Pour lui, beaucoup de choses peuvent déjà se faire dans le cadre institutionnel actuel via des accords de coopération et une meilleure coordination. Pour aller plus loin, il faudra certes l'accord des Flamands, mais en la matière M. Maingain défend l'idée que face aux revendications flamandes les francophones doivent pouvoir défendre les leurs. "Je reproche moins aux Flamands de savoir ce qu'ils veulent - même si cela ne nous est pas toujours favorable - qu'aux francophones de ne pas savoir ce qu'ils veulent pour eux-mêmes", dit-il à ce propos.

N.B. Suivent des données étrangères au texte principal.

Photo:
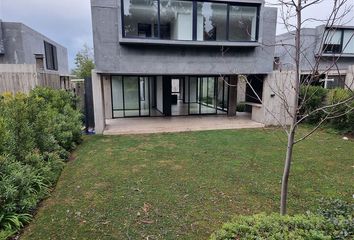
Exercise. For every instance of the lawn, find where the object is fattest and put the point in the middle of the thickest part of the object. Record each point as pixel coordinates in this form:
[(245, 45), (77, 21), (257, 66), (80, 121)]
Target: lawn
[(185, 185)]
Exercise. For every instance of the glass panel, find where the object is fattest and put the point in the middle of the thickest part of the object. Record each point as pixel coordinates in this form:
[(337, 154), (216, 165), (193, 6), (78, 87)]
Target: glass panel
[(193, 92), (332, 39), (176, 20), (117, 96), (226, 94), (211, 21), (348, 41), (208, 100), (140, 18), (144, 96), (243, 23), (131, 96)]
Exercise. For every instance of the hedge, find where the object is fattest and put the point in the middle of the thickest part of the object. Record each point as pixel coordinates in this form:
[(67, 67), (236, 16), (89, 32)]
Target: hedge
[(334, 220), (37, 131)]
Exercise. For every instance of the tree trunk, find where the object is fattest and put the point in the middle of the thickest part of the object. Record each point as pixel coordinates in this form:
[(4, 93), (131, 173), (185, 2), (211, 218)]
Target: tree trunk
[(291, 137), (285, 179)]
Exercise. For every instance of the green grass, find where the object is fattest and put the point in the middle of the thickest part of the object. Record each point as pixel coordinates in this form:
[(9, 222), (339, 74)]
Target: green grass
[(189, 183)]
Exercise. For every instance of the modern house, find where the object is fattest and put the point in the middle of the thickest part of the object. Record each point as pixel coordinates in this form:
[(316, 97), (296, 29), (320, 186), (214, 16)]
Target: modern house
[(325, 51), (24, 50), (178, 57)]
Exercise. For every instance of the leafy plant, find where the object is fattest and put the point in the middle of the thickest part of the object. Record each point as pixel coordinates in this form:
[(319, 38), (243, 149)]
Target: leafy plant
[(37, 132), (274, 226), (341, 215)]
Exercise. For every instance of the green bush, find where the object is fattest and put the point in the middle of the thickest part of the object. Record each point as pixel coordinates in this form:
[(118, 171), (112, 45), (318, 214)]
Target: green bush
[(274, 226), (341, 215), (311, 98), (37, 132), (334, 219)]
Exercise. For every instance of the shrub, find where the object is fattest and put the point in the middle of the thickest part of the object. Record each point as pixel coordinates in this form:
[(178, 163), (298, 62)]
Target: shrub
[(37, 132), (274, 226), (312, 97), (18, 139), (341, 215)]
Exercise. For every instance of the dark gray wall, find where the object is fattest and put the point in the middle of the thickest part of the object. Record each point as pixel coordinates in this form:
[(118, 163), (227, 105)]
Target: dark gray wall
[(111, 56), (21, 43), (311, 39)]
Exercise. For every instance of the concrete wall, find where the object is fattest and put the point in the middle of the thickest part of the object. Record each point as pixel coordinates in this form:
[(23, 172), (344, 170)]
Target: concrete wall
[(278, 95), (24, 77), (21, 43), (111, 56)]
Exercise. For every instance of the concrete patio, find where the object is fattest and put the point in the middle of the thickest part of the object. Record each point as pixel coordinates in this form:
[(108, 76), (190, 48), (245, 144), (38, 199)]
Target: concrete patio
[(177, 124)]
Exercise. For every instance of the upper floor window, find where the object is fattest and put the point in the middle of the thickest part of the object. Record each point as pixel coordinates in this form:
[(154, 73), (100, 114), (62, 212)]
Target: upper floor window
[(51, 56), (190, 20), (339, 41)]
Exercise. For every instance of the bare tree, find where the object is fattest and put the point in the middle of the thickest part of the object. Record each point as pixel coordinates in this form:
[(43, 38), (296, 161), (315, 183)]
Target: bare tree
[(291, 16)]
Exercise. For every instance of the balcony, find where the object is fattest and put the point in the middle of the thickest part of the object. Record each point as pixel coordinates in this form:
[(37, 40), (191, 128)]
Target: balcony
[(194, 23)]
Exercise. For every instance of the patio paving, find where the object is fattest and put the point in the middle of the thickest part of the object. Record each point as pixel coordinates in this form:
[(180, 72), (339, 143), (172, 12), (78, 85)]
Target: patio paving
[(177, 124)]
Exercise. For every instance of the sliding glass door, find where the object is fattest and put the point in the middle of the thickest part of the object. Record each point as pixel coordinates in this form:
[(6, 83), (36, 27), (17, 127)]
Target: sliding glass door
[(207, 95), (130, 96)]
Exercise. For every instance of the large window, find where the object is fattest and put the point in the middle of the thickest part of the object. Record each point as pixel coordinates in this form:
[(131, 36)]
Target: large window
[(176, 20), (140, 18), (211, 21), (243, 23), (51, 56), (339, 41), (190, 20)]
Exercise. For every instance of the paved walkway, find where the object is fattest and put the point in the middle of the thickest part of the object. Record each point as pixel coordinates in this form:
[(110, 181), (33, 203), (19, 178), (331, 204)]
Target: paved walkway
[(177, 124)]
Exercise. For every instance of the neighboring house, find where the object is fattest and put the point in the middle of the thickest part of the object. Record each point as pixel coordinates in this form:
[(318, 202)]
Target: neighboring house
[(328, 50), (23, 50), (178, 57)]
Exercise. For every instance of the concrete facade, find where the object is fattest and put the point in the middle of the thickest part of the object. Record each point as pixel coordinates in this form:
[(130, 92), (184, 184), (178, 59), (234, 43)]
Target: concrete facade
[(177, 57), (116, 55), (278, 99), (19, 44)]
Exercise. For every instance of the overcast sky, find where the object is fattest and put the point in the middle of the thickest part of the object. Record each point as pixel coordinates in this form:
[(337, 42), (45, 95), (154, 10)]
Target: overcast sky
[(68, 22)]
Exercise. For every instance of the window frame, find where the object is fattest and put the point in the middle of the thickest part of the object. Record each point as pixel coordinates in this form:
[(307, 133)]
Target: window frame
[(342, 31), (194, 21), (52, 55)]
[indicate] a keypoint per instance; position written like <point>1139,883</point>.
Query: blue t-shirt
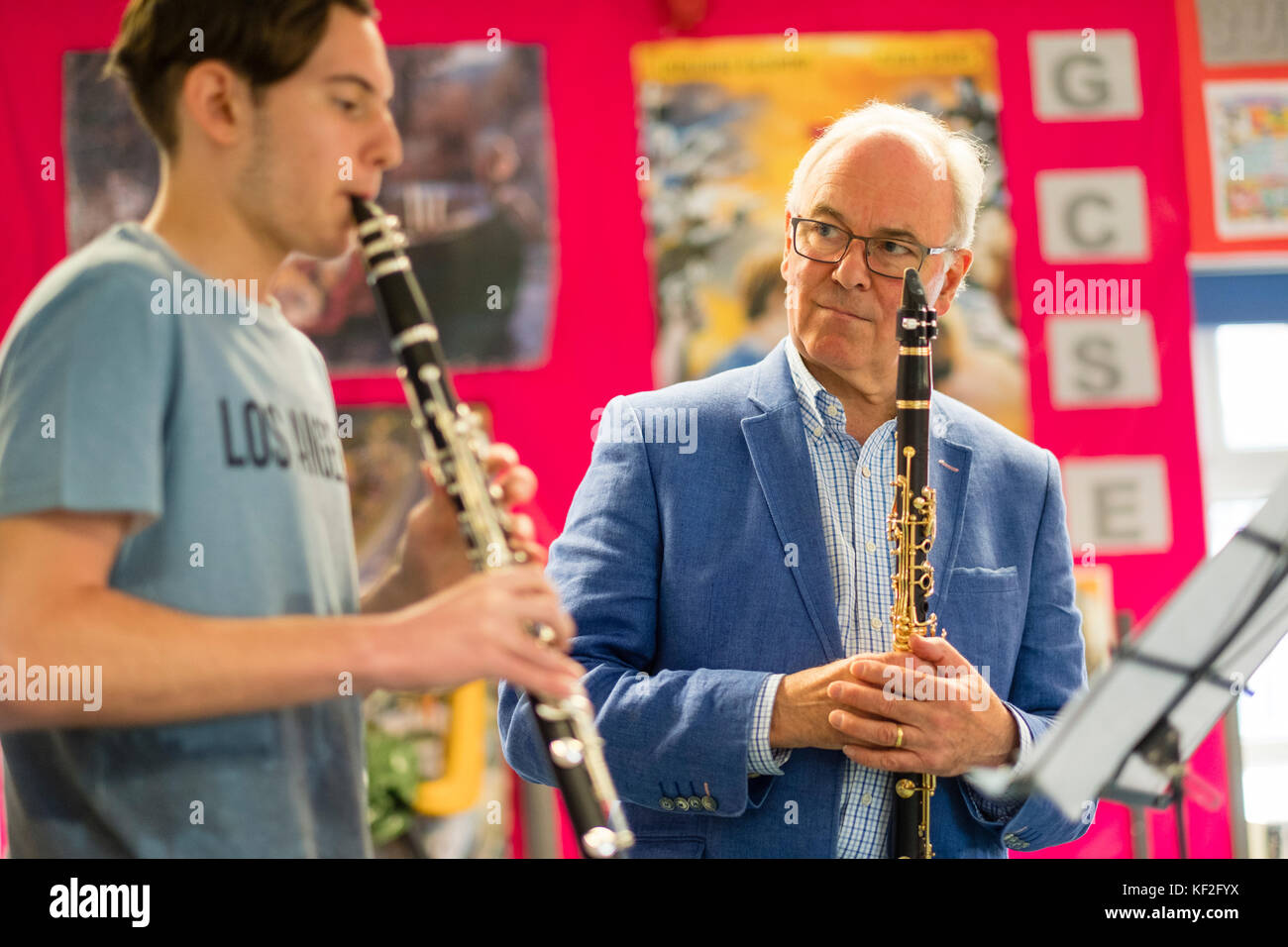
<point>120,394</point>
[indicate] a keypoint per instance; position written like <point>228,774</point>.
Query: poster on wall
<point>724,123</point>
<point>472,193</point>
<point>1248,138</point>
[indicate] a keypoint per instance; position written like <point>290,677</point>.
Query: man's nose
<point>853,272</point>
<point>386,150</point>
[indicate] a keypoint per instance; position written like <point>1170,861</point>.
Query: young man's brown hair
<point>263,40</point>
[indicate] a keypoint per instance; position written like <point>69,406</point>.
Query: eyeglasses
<point>818,240</point>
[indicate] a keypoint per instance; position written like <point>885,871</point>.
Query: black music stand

"Les Flamands veulent le confédéralisme à deux. Et bien oui. Nous pouvons négocier sur cette base. Mais alors ce sera sans Bruxelles qui fera partie intégrante de la Fédération Wallonie-Bruxelles et la Communauté flamande n'aura plus rien à dire à Bruxelles", ajoute-t-il. M. Maingain a aussi souligné à cette occasion que la 6e réforme de l'État était incontestablement un pas vers le confédéralisme dans la mesure où, de l'aveu même de ceux qui l'ont négociée, elle déplace le centre de gravité de l'État central vers les entités fédérées.

Il considère dès lors la discussion actuelle autour du discours du Roi et du programme de la N-VA comme un débat sémantique sans grand intérêt. Par contre, il critique fermement l'attitude des partis francophones qui viennent d'entamer des discussions pour savoir quel niveau de pouvoir devra assumer les compétences qui seront prochainement transférées.

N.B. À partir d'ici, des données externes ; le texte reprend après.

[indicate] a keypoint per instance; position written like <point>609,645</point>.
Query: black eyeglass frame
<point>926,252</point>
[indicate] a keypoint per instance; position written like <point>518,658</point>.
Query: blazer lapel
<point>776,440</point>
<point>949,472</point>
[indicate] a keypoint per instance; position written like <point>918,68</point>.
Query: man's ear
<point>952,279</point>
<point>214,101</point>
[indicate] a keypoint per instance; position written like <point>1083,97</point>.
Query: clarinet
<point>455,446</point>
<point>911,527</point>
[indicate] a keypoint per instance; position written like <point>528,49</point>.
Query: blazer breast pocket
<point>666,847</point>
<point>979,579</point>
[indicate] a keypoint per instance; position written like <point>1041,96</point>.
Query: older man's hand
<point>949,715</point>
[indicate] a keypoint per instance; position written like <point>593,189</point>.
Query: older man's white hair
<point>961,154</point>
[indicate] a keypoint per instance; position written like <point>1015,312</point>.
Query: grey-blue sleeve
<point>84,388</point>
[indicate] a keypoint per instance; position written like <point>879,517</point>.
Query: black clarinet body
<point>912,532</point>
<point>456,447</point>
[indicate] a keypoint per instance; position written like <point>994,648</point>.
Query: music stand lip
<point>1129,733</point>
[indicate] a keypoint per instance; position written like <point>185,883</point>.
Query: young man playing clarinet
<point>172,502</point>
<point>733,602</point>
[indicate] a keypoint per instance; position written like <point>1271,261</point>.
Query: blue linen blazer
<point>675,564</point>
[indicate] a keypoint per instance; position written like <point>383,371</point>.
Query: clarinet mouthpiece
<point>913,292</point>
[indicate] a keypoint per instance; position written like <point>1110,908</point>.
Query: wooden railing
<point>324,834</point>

Dans ce manifeste, Olivier Maingain réaffirme son attachement à la laïcité de l'État et avance plusieurs idées pour garantir une meilleure gouvernance. Sur ce dernier point, il préconise que quelqu'un qui sort d'une charge publique soit obligé d'attendre cinq ans avant d'entrer dans le conseil d'administration d'une entreprise privée. Il plaide aussi pour un décumul total des mandats à la condition que les mandats, notamment locaux, soient correctement rémunérés.

Dans ce cadre, il faudrait aussi diminuer le nombre total de mandats.